21 And they belonged the cities to [the] tribe of [the] descendants of Benjamin to clans their Jericho and Beth Hoglah and Emek Keziz.
De steden van de families der Benjamieten waren: Jericho, Bet-Chogla, Émek-Kesis,
22 And Beth Arabah and Zemaraim and Beth-el.
Bet-Haäraba, Semaráim, Betel,
23 And Avvites and Parah and Ophrah.
Awwim, Para, Ofra,
24 And Kephar (Ammonah *Q(K)*) and Ophni and Geba cities two [plus] ten and villages their.
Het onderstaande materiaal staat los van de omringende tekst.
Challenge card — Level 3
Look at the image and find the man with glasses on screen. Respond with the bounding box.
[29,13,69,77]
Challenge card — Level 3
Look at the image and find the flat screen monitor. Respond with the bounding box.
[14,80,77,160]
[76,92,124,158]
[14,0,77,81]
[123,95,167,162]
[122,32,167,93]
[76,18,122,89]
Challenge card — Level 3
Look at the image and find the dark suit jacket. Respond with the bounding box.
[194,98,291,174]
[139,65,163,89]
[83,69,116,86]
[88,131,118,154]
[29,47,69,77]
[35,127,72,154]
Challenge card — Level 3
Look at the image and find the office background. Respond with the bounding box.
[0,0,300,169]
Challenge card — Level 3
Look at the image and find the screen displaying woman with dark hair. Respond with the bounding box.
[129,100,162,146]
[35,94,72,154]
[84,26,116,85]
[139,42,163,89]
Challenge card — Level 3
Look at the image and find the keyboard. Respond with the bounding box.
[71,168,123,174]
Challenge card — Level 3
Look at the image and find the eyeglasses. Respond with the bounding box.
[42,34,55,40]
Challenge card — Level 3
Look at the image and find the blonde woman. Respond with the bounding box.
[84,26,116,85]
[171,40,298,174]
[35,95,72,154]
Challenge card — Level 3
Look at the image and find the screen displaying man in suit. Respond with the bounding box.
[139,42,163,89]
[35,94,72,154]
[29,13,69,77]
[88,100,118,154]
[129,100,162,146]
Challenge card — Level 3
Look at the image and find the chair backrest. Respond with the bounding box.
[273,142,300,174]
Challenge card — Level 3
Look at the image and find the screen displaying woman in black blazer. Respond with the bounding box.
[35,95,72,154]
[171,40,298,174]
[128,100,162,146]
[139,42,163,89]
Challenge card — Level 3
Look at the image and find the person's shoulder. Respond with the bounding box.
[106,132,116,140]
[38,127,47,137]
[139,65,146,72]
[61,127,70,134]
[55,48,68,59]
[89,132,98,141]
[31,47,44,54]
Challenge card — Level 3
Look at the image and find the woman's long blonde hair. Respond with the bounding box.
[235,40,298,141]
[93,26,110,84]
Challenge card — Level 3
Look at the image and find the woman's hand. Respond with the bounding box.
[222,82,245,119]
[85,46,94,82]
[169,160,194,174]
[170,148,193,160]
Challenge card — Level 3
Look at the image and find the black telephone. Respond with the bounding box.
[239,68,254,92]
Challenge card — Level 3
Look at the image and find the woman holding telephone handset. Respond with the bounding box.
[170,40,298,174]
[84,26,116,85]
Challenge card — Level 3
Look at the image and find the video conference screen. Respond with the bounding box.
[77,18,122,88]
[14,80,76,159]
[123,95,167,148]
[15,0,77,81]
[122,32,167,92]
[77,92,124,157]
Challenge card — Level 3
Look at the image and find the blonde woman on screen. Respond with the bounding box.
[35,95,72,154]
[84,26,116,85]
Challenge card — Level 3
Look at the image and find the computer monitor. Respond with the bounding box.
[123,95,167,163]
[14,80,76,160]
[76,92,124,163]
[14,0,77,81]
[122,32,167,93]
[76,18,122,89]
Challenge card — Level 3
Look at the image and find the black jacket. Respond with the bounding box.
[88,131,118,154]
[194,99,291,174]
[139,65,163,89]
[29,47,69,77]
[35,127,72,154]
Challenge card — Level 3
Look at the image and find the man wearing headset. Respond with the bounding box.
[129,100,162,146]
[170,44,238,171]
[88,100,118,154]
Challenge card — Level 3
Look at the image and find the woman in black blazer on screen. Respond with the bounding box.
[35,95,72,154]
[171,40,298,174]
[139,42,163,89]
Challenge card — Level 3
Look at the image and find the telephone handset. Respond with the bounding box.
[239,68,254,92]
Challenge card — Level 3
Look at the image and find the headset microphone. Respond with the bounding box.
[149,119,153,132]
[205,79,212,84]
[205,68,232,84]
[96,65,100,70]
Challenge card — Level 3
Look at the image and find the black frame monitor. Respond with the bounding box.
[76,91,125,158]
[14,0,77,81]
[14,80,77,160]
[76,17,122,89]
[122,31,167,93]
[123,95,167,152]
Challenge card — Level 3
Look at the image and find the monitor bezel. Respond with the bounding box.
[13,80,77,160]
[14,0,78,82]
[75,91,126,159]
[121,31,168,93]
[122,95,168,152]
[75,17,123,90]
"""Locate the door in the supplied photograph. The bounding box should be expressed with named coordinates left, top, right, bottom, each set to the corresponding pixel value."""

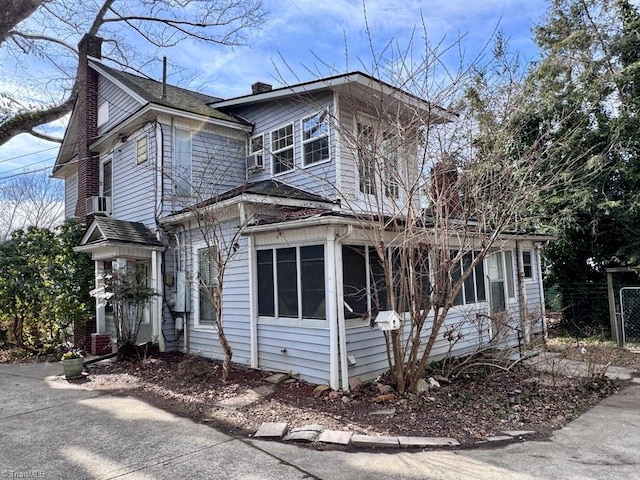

left=487, top=251, right=516, bottom=343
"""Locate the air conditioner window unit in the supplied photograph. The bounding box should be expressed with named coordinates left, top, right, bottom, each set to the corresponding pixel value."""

left=87, top=196, right=111, bottom=215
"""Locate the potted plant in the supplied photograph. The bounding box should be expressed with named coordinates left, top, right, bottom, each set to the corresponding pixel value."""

left=61, top=347, right=84, bottom=379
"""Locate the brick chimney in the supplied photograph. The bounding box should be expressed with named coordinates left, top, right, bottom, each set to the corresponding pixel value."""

left=431, top=160, right=462, bottom=217
left=75, top=35, right=102, bottom=220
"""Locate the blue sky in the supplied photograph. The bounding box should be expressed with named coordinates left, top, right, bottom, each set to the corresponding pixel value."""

left=0, top=0, right=546, bottom=182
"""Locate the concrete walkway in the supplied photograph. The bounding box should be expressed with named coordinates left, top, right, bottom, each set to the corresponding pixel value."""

left=0, top=364, right=640, bottom=480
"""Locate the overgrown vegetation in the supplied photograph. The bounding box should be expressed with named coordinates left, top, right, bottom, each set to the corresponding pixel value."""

left=0, top=220, right=94, bottom=353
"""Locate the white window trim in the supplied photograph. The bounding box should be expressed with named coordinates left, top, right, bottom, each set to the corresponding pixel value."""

left=191, top=242, right=216, bottom=332
left=247, top=133, right=267, bottom=170
left=353, top=112, right=406, bottom=202
left=134, top=133, right=149, bottom=165
left=99, top=155, right=113, bottom=198
left=97, top=100, right=109, bottom=128
left=300, top=109, right=331, bottom=168
left=269, top=122, right=296, bottom=177
left=253, top=240, right=329, bottom=329
left=522, top=248, right=538, bottom=283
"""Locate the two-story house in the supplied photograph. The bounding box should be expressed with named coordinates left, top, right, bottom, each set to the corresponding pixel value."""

left=54, top=37, right=544, bottom=389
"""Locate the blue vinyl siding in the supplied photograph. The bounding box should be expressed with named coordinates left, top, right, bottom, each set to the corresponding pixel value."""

left=98, top=75, right=142, bottom=135
left=226, top=92, right=338, bottom=199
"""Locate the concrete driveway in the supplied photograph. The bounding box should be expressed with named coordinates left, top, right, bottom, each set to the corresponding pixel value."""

left=0, top=364, right=640, bottom=480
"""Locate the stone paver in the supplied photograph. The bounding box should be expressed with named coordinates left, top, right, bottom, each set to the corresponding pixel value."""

left=318, top=430, right=353, bottom=445
left=502, top=430, right=536, bottom=437
left=284, top=425, right=324, bottom=443
left=351, top=435, right=400, bottom=448
left=485, top=435, right=513, bottom=442
left=254, top=422, right=289, bottom=438
left=398, top=436, right=460, bottom=448
left=264, top=373, right=290, bottom=384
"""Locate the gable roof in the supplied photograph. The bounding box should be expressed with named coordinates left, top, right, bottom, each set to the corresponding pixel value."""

left=89, top=59, right=247, bottom=124
left=211, top=71, right=457, bottom=122
left=167, top=179, right=339, bottom=220
left=80, top=215, right=163, bottom=247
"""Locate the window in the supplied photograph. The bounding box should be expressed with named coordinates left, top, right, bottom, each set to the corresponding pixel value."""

left=302, top=112, right=329, bottom=165
left=271, top=123, right=294, bottom=175
left=451, top=251, right=486, bottom=305
left=98, top=102, right=109, bottom=127
left=102, top=159, right=113, bottom=197
left=136, top=135, right=147, bottom=163
left=247, top=135, right=264, bottom=169
left=256, top=245, right=326, bottom=319
left=196, top=247, right=217, bottom=327
left=357, top=123, right=375, bottom=194
left=173, top=128, right=192, bottom=197
left=522, top=251, right=533, bottom=278
left=382, top=132, right=400, bottom=199
left=342, top=245, right=387, bottom=318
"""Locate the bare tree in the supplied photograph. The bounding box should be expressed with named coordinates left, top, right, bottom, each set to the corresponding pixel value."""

left=0, top=172, right=64, bottom=242
left=0, top=0, right=265, bottom=145
left=282, top=30, right=589, bottom=392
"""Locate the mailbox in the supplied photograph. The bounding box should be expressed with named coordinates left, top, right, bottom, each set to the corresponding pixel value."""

left=375, top=310, right=401, bottom=332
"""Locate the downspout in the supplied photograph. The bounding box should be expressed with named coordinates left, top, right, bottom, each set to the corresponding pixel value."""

left=238, top=202, right=260, bottom=368
left=516, top=244, right=531, bottom=346
left=151, top=122, right=166, bottom=352
left=535, top=243, right=548, bottom=343
left=336, top=225, right=353, bottom=392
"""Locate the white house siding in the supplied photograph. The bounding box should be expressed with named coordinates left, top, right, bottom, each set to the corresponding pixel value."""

left=98, top=75, right=141, bottom=135
left=347, top=304, right=488, bottom=381
left=186, top=219, right=251, bottom=365
left=111, top=134, right=156, bottom=230
left=64, top=170, right=78, bottom=218
left=337, top=96, right=420, bottom=214
left=258, top=323, right=330, bottom=383
left=228, top=92, right=338, bottom=199
left=160, top=118, right=246, bottom=215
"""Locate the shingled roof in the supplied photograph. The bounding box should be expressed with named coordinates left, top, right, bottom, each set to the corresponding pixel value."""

left=97, top=63, right=247, bottom=124
left=81, top=216, right=163, bottom=247
left=170, top=180, right=336, bottom=217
Kefar-Haämmoni, Ofni en Géba; twaalf steden met haar dorpen.
25 Gibeon and Ramah and Beeroth.
Gibon, Rama, Beërot,
26 And Mizpah and Kephirah and Mozah.
Mispe, Kefira, Mosa,
27 And Rekem and Irpeel and Taralah.
Rékem, Jirpeël, Tarala,
28 And Zelah Haeleph and the Jebusite that [is] Jerusalem Gibeah Kiriath cities four-teen and villages their this [was] [the] inheritance of [the] descendants of Benjamin to clans their.
Séla, Haélef, Jeboes of Jerusalem, Gibat en Kirjat-Jearim; veertien steden met haar dorpen. Dit was het erfdeel van de families der Benjamieten.